On the other hand, taking antidiarrheal medication carelessly should be avoided. Diarrhea can be a defense mechanism that helps expel toxins and the causative bacteria from the body, and taking antidiarrheal drugs unconditionally may delay toxin elimination and worsen symptoms.
If any of the following occur, immediate medical attention is needed: a persistent fever of 38.5 degrees Celsius or higher, bloody stool or severe abdominal pain, repeated vomiting and diarrhea with signs of dehydration, or dizziness or reduced consciousness.
Prevention is the most important thing. Professor Kim stressed the three food poisoning prevention rules: "Wash your hands, cook it thoroughly, and boil it." Hands should be washed with soap for at least 30 seconds before meals, before cooking, and after using the restroom. Knives and cutting boards used for meat and fish should be kept separate from those used for vegetables, and meat and seafood must be cooked thoroughly to the center before eating.
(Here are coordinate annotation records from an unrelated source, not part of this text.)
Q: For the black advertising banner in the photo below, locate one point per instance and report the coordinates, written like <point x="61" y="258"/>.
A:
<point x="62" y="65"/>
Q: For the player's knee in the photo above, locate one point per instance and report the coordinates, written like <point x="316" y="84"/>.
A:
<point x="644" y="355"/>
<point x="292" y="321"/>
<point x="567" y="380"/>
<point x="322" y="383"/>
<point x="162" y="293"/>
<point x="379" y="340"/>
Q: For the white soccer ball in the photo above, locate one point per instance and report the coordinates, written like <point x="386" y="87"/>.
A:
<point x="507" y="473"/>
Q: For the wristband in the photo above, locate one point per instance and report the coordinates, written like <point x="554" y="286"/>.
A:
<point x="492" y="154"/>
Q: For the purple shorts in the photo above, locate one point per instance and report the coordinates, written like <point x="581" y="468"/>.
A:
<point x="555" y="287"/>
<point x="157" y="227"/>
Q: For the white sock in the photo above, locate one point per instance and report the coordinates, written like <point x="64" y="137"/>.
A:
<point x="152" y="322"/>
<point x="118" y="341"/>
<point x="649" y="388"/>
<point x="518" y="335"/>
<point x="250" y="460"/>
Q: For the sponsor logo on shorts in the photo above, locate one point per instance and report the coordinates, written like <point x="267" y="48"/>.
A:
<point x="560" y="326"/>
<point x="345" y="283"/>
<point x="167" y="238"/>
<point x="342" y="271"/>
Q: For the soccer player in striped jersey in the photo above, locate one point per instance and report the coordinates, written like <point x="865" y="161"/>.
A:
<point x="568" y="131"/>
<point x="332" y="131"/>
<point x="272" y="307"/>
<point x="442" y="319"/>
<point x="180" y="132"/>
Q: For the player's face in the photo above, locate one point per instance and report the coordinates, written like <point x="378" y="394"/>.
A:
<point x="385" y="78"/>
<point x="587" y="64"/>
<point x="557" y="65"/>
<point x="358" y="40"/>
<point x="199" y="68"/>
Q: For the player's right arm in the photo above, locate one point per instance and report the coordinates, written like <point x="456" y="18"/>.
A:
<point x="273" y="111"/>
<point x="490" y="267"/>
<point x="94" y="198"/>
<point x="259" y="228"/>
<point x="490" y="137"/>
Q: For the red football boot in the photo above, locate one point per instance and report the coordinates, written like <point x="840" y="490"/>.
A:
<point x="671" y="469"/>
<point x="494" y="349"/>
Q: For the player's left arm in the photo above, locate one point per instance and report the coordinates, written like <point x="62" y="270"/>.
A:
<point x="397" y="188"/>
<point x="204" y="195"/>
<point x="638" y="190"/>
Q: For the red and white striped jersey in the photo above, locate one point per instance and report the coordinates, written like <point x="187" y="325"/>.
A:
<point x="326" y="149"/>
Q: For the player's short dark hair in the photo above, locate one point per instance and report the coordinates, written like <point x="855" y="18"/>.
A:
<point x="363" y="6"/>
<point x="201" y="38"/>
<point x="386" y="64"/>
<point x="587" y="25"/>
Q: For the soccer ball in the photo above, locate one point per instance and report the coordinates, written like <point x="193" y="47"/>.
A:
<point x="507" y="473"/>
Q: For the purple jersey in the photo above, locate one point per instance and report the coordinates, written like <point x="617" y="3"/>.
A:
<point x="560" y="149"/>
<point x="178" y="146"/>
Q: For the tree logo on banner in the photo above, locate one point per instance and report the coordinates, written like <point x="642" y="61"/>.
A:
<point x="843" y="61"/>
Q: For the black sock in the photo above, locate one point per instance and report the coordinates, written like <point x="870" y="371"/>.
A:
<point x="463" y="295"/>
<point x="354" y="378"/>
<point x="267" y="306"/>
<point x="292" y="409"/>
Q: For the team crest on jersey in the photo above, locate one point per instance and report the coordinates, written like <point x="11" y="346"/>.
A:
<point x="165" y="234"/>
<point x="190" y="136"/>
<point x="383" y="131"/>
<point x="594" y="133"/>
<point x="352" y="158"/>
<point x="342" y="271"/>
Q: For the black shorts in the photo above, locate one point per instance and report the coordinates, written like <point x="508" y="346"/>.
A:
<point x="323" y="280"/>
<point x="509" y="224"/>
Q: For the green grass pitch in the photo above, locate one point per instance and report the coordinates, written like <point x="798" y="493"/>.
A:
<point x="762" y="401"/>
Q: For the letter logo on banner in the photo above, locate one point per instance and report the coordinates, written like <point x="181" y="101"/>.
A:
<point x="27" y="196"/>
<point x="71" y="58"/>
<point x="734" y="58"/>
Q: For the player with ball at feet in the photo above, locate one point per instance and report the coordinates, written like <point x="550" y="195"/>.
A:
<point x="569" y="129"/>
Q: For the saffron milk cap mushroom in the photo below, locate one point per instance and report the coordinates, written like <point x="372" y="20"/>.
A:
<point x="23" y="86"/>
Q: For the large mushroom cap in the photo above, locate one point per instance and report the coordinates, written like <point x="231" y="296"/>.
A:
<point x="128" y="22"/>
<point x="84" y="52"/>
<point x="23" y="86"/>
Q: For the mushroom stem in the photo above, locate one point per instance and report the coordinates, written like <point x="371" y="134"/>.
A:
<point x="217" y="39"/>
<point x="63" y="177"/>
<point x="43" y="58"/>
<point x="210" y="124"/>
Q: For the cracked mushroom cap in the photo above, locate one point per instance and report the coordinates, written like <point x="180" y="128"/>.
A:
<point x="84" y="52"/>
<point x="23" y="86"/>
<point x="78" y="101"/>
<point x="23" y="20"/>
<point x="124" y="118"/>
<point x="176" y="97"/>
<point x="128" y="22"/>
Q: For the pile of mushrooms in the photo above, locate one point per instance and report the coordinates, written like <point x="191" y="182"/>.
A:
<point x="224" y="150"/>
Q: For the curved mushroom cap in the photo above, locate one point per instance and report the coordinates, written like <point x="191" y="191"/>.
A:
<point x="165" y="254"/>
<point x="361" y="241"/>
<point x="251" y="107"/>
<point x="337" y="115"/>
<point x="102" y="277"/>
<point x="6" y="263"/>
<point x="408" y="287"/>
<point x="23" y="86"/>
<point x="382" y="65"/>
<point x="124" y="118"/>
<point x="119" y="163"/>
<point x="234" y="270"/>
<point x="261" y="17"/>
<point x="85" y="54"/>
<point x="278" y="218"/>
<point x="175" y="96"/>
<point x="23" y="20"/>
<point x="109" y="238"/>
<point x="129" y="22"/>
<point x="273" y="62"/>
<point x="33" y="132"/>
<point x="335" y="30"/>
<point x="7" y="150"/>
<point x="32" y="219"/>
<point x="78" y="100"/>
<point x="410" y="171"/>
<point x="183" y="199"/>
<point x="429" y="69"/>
Many people think food is safe as long as it is refrigerated, but that is a misconception. Some bacteria can survive even in the refrigerator, and they may multiply over time. It is best to eat food immediately after cooking whenever possible. If storage is necessary, it should be refrigerated or frozen promptly. Food past its expiration date should be discarded, even if it seems wasteful.
In summer, especially during camping and outdoor activities, food should be kept at a safe temperature using a cooler, and food that has been exposed to room temperature for a long time should not be eaten. Delivery food should also be eaten as soon as possible and not left sitting for long after it arrives.